← back to dispatches
Professional

Building a Transit Data Pipeline

2 min read en
SEC 1 / 4

When a Quebec transit operator needed real-time visibility into their operations, they had data — lots of it. GTFS-RT feeds streaming vehicle positions, trip updates, and service alerts every 15 seconds. What they didn't have was a way to turn that firehose into decisions.

The Architecture

The pipeline follows an ELT pattern:

  1. Extract: Python scripts poll GTFS-RT protobuf feeds every 15 seconds
  2. Load: Raw data lands in a PostgreSQL staging schema
  3. Transform: dbt models clean, deduplicate, and aggregate into analytics-ready tables

Key Decisions

Why PostgreSQL over a data warehouse?

The data volume (< 50GB/month) didn't justify Snowflake or BigQuery costs. PostgreSQL with proper indexing handles the analytical queries under 2 seconds. Sometimes the boring choice is the right choice.

Why ELT over ETL?

Loading raw data first means we never lose fidelity. When the PM asked "can we also track schedule adherence?" three months in, the raw data was already there. We just added a dbt model.

Why dbt?

Version-controlled transformations. Every business rule is a SQL file with tests.
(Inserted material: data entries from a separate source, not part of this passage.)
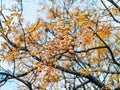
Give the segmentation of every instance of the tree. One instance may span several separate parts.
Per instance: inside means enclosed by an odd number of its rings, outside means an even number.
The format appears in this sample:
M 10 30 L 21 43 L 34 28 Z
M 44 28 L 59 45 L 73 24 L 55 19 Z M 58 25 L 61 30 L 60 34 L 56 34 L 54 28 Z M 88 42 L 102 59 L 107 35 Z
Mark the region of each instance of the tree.
M 41 0 L 44 18 L 23 18 L 23 1 L 1 0 L 0 85 L 20 90 L 119 90 L 119 0 Z M 4 12 L 9 10 L 9 15 Z M 32 10 L 32 9 L 31 9 Z

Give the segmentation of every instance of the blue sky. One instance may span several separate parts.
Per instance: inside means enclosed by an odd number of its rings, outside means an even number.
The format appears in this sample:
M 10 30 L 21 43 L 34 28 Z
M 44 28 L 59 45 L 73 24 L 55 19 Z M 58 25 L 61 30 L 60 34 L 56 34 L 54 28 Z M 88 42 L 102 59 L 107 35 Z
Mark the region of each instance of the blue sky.
M 1 0 L 0 0 L 1 1 Z M 15 4 L 15 0 L 2 0 L 7 7 L 10 7 Z M 36 10 L 40 8 L 38 5 L 38 1 L 40 0 L 23 0 L 23 16 L 25 18 L 25 22 L 34 22 L 39 14 L 36 13 Z M 9 4 L 9 5 L 8 5 Z M 3 11 L 5 15 L 8 15 L 9 12 L 6 10 Z M 0 17 L 1 18 L 1 17 Z M 0 41 L 2 42 L 2 41 Z M 0 66 L 3 66 L 5 69 L 11 70 L 11 67 L 5 62 L 0 62 Z M 4 86 L 0 87 L 0 90 L 18 90 L 17 83 L 20 83 L 16 80 L 9 80 Z
M 35 22 L 38 17 L 44 17 L 43 14 L 39 14 L 36 12 L 37 9 L 41 8 L 41 6 L 38 4 L 39 1 L 40 0 L 23 0 L 23 17 L 25 18 L 25 22 L 32 23 Z M 45 0 L 41 0 L 41 1 L 45 1 Z M 7 7 L 10 7 L 11 5 L 14 4 L 14 0 L 3 0 L 3 3 L 6 4 Z M 9 14 L 9 12 L 6 11 L 3 13 Z M 0 62 L 0 65 L 5 67 L 6 69 L 8 68 L 11 69 L 6 63 Z M 19 82 L 15 80 L 10 80 L 3 87 L 0 87 L 0 90 L 18 90 L 17 83 Z
M 9 8 L 15 4 L 14 1 L 15 0 L 3 0 L 3 3 L 6 4 L 6 6 Z M 35 22 L 36 19 L 39 17 L 42 17 L 42 18 L 45 17 L 43 14 L 38 14 L 36 12 L 37 9 L 41 8 L 41 6 L 38 4 L 39 1 L 46 1 L 46 0 L 23 0 L 23 17 L 25 18 L 25 22 L 32 23 L 32 22 Z M 77 0 L 77 2 L 79 2 L 79 0 Z M 87 0 L 86 0 L 86 3 L 88 4 L 90 2 L 87 2 Z M 84 5 L 82 5 L 82 7 L 84 7 Z M 9 14 L 9 12 L 6 12 L 6 10 L 3 11 L 3 13 L 6 15 Z M 0 62 L 0 65 L 5 67 L 6 69 L 9 68 L 9 70 L 11 70 L 11 67 L 9 67 L 8 64 L 6 64 L 5 62 L 4 63 Z M 10 80 L 3 87 L 0 87 L 0 90 L 18 90 L 17 83 L 19 83 L 19 82 L 15 81 L 15 80 Z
When the on-time definition changed from "within 5 minutes" to "within 3 minutes," it was a one-line diff.

The Dashboard

Power BI connects directly to the analytics schema. KPIs include:

  • On-time performance by route and time period
  • Fleet utilization rates
  • Service alert response times

The operator went from weekly Excel reports to real-time dashboards in 6 weeks.

What I'd Do Differently

  • Use Apache Airflow from day one instead of cron. The monitoring alone is worth it.
  • Add data quality checks earlier in the pipeline. Bad upstream data cascaded into confusing dashboard numbers for two days before we caught it.